A Portuguese merchant named De Gama, who did not think General Wheeler’s entrenchment strong enough, hid in a house, where he was discovered, and taken before the Nana, with whom he used to have extensive dealings. As he knew the Nana so well, he thought his life would be spared. Vain hope! The wretch turned his face away in anger, and one of his followers interpreting his expression immediately drew his sword, and struck De Gama three or four times with it. The poor fellow fell bleeding to the ground, and a few more strokes finished him.
A family named Jacobie contrived to cross the river at night, and remained under cover of long grass on the banks. They were discovered and sent to the Nana, Mr. Jacobie dying of sunstroke on the way. Mrs. Jacobie was a woman of high courage, and defied the Nana to his face, reproaching him for the cold-blooded murders he had committed. She told him it was an act of cowardice to kill helpless women and children, and that she and her children had done nothing to offend him in any way, and if he thought that by killing her and others England would become empty, he was greatly mistaken. Mrs. Jacobie’s bold speech had the effect of shaming the Nana and all present, and she was ordered to be sent to the Sowada Kothi with her children, there to be kept prisoners along with old Mrs. Greenway.
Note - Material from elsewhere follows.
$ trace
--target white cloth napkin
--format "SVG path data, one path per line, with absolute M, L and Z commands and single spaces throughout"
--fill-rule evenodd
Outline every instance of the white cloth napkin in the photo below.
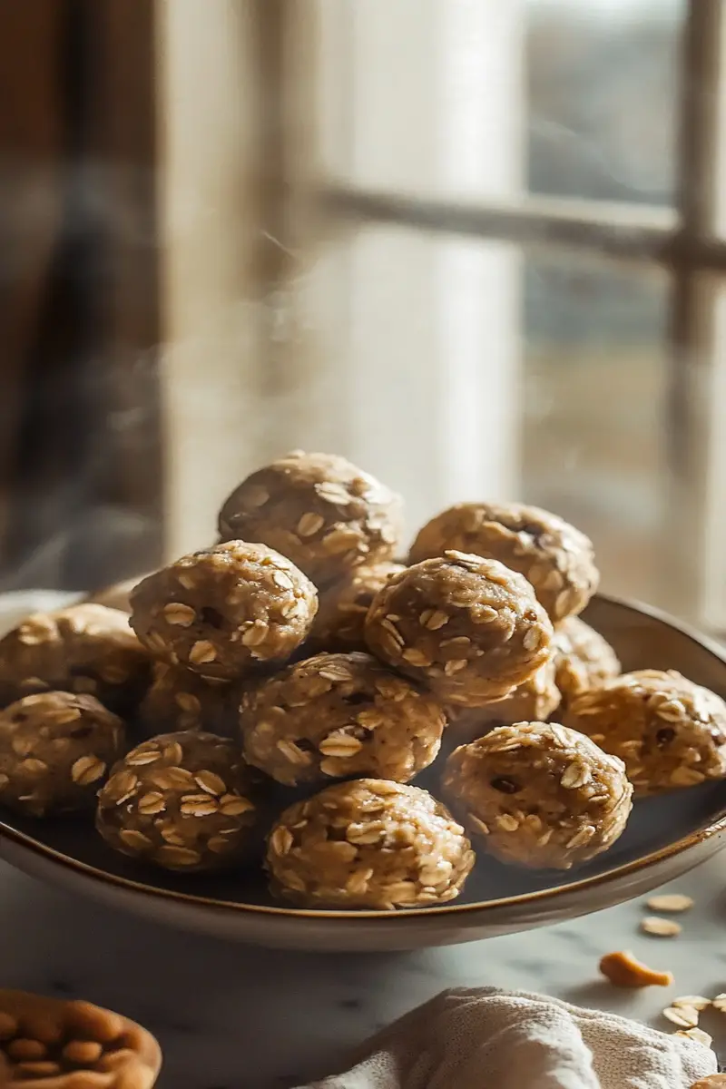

Besides the slaughter of Europeans and Eurasians, many Hindoos and Mahomedans, suspected of aiding or serving the British force, were put to death. A list was made of all the bankers, who were shorn of their wealth, and property of every description was plundered or wantonly destroyed. Any attempt to carry intelligence or supplies to the besieged was punished with death or mutilation of the hand or nose, by the order of the Nana or his diabolical lieutenant, Azimoolah Khan.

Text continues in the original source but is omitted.